The First Mr. America
by Dennis Mitchell
Over the years there have been many physique contests, some of which even had the title of Mr. America. The first official Mr. America contest was sanctioned by the AAU, and was held in conjunction with the 1939 Senior National Weightlifting Championships, July 4, 1939, in Chicago Ill.
Roland Essmaker was born March 24, 1916 in Richmond, Indiana. These were difficult times in America. His mother died during the flu epidemic in 1919. Roland and his brother Alvin were living in St. Vincent’s orphanage while his father was in Davenport, Iowa studying to become a Chiropractor. About three years later he opened an office in Richmond Indiana and brought Roland and his brother back to live with him. Times were still hard, and Chiropractic was new and not generally accepted. Roland and his brother helped by selling newspapers. In 1933 Roland went to work with the Civilian Conservation Corps, a government work force, where he received food and clothing and lived in army type barracks. He received $5.00 a month, and $25.00 a month was sent to his father.

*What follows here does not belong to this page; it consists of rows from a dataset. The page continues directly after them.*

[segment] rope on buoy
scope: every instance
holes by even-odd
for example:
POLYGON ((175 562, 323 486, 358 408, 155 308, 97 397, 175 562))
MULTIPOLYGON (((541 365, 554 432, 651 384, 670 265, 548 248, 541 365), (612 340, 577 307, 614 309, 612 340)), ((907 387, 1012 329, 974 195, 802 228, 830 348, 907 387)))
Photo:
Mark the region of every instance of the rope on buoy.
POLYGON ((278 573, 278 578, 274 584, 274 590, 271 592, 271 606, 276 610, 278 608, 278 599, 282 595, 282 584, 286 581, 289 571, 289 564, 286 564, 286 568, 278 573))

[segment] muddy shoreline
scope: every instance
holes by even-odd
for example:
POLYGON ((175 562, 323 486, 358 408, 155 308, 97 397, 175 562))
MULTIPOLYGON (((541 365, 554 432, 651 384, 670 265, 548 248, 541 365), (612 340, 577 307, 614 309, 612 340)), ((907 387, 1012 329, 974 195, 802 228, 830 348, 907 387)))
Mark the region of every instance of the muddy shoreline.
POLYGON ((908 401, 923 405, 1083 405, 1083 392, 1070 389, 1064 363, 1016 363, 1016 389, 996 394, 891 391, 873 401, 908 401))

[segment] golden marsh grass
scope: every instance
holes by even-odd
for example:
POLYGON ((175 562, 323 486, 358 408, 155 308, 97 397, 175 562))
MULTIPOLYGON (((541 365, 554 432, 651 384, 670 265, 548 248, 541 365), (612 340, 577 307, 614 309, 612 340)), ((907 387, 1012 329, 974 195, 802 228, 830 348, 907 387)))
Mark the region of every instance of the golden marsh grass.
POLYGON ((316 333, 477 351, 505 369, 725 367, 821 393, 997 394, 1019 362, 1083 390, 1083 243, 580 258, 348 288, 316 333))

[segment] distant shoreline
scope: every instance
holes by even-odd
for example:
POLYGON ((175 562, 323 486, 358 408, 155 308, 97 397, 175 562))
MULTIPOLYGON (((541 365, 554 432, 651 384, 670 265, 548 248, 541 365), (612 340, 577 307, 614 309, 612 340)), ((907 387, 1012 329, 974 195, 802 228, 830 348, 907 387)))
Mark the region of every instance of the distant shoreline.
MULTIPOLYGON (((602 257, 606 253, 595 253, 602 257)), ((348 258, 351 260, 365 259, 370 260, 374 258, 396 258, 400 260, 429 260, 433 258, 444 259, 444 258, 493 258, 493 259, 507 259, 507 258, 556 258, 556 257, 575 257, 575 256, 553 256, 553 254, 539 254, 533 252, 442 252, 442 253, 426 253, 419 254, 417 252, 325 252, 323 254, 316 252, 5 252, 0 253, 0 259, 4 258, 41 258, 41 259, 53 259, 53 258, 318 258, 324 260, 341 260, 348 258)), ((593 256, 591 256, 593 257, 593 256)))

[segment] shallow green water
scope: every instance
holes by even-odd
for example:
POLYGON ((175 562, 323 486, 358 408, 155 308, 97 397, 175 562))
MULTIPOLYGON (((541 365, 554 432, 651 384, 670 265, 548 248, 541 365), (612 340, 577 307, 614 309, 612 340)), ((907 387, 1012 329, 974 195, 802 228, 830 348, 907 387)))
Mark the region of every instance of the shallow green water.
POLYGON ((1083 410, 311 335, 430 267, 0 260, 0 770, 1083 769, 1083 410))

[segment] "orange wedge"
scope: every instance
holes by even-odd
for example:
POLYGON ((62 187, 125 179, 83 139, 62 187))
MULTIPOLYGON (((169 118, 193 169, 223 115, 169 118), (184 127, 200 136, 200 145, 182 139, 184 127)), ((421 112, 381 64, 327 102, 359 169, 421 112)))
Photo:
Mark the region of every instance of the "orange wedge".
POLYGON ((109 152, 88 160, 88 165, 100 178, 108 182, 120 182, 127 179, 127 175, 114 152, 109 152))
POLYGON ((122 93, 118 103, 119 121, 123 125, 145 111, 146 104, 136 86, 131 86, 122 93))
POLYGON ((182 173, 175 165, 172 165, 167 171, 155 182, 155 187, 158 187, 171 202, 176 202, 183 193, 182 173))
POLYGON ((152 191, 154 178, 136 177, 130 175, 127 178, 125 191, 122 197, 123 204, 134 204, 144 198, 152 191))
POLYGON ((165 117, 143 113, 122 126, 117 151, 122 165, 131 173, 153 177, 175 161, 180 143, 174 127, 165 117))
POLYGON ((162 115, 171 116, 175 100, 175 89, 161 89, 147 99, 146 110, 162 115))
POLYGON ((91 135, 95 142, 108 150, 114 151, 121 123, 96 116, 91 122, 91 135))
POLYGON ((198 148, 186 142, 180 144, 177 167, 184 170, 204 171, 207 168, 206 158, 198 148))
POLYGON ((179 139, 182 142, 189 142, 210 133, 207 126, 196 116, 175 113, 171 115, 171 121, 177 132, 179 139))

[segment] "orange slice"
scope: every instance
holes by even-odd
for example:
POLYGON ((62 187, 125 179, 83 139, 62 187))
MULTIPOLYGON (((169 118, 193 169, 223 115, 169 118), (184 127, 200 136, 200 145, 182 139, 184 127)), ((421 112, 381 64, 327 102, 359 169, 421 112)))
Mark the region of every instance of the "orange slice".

It was about this time that Roland became interested in body building from reading Bernarr Macfadden’s magazine, Physical Culture, and Bob Hoffman’s Strength and Health magazine. The cheapest set of barbells advertised, was a 205 pound Milo set that cost $10.00. This was more than he could afford. With the information he got from reading the magazines he put together his own body building course. Using window sash weights and other scrap from a local junk yard he worked out. Later he obtained mail order courses from Earl Liederman and Lionel Strongfort. His gains were slow as he trained with his home made equipment and saved his money to buy a real barbell set. He now had a job as a sign painter and was making $6.00 a week, working six days a week. From there he went to work at a bus body manufacturer. He was now making abut $40.00 a week and was supplementing his workouts by lifting sections of the bus part before they were assembled. Roland later met a body builder named Paul Hamilton. They pooled together their equipment and worked out together for several years. Their workouts were mostly body building with a little olympic lifting added one day a week.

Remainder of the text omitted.